Real name Ryo Arimura, the in the blue shirt project has been creating dizzying dance numbers out of fragments of other songs for a few years now. He kicks around the same circles as many Japanese electronic artists seen as being digital natives, having released albums via Maltine Records and Trekkie Trax among others. Arimura’s general approach remains the same throughout — find a song that’s familiar, say by Lorde or Enrique Iglesias, and play around with it until it turns into a loopy flute-accented dash or a sugar-rush synth jam, respectively.

Recollect the Feeling shows just how much is possible with Arimura’s style. While in the blue shirt primarily trades in upbeat floor-fillers, many of the songs here turn his micro-tuning approach into something more reflective. “Gray Herons” moves in slow motion, the sampled vocals at its center echoing off while keyboard notes and a light beat drizzle over. “Cast Off” moves at a quicker pace, but its most affecting bits come around when the beat practically vanishes and the voices glide between being pitched up and down. “On A Saturday” is optimal for a light jog around a park.

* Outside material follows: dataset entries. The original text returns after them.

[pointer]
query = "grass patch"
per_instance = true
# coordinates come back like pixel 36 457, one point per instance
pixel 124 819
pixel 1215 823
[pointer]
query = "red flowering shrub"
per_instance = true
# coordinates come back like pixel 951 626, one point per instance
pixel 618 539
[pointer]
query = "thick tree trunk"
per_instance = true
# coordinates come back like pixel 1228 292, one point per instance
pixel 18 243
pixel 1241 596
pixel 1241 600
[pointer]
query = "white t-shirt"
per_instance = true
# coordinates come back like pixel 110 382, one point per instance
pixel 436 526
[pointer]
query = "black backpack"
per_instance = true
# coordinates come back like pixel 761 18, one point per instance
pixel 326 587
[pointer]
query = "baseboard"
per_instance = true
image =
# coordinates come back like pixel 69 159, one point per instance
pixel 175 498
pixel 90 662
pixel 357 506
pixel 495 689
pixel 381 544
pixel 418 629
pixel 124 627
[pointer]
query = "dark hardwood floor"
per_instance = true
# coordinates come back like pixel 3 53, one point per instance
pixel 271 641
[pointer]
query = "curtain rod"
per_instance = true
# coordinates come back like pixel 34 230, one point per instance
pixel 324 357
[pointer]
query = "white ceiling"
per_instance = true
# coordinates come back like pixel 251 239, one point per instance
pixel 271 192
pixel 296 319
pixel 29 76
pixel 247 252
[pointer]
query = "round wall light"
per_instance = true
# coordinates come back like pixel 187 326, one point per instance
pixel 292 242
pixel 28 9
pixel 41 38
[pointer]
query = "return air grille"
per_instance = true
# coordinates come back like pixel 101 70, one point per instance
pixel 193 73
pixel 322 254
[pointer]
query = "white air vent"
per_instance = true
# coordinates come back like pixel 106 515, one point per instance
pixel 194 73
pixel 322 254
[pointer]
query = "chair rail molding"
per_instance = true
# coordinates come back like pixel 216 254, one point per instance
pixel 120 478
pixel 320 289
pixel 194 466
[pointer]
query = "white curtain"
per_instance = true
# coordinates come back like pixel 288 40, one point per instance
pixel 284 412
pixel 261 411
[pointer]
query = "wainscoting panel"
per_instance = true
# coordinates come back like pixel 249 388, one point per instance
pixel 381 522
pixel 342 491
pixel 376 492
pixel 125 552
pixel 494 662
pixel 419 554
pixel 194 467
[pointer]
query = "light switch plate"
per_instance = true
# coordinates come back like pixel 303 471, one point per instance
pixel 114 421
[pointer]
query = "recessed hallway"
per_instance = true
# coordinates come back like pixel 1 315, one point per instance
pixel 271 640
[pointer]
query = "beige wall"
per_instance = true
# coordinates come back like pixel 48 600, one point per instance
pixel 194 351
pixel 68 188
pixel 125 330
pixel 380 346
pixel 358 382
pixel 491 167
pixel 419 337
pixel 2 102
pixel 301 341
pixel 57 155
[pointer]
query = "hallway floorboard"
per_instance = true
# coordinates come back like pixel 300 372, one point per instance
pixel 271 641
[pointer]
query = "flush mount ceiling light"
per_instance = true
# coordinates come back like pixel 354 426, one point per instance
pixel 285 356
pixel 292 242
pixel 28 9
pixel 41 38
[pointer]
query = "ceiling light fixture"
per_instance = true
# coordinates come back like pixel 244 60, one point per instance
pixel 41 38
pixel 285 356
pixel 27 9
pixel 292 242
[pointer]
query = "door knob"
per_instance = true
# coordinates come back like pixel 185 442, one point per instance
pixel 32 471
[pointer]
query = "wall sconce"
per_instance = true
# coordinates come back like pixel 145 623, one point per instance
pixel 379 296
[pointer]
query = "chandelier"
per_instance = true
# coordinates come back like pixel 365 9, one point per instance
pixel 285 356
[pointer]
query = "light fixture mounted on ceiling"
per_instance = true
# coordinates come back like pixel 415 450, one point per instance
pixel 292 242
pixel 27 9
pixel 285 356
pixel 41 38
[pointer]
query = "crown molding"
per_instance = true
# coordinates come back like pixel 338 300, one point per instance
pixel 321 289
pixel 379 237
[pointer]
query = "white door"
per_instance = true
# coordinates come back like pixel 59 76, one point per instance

Still, in the blue shirt works best when blasting ahead.  Highlights come via the sliced-up bounce of “Casual Remark” and the downright bubbly “Good Feeling,” a number that might be a little too on the nose about the vibe it’s trying to convey but pulls it off by having layers of vocal samples surround the listener like a bear hug. The most ambitious development comes on “Fork In The Road,” which finds Arimura and several others playing live instruments to give the usual burst of warped samples a new kind of backdrop. It’s these moments of building on the familiar that signals Recollect the Feeling is a great step forward for in the blue shirt.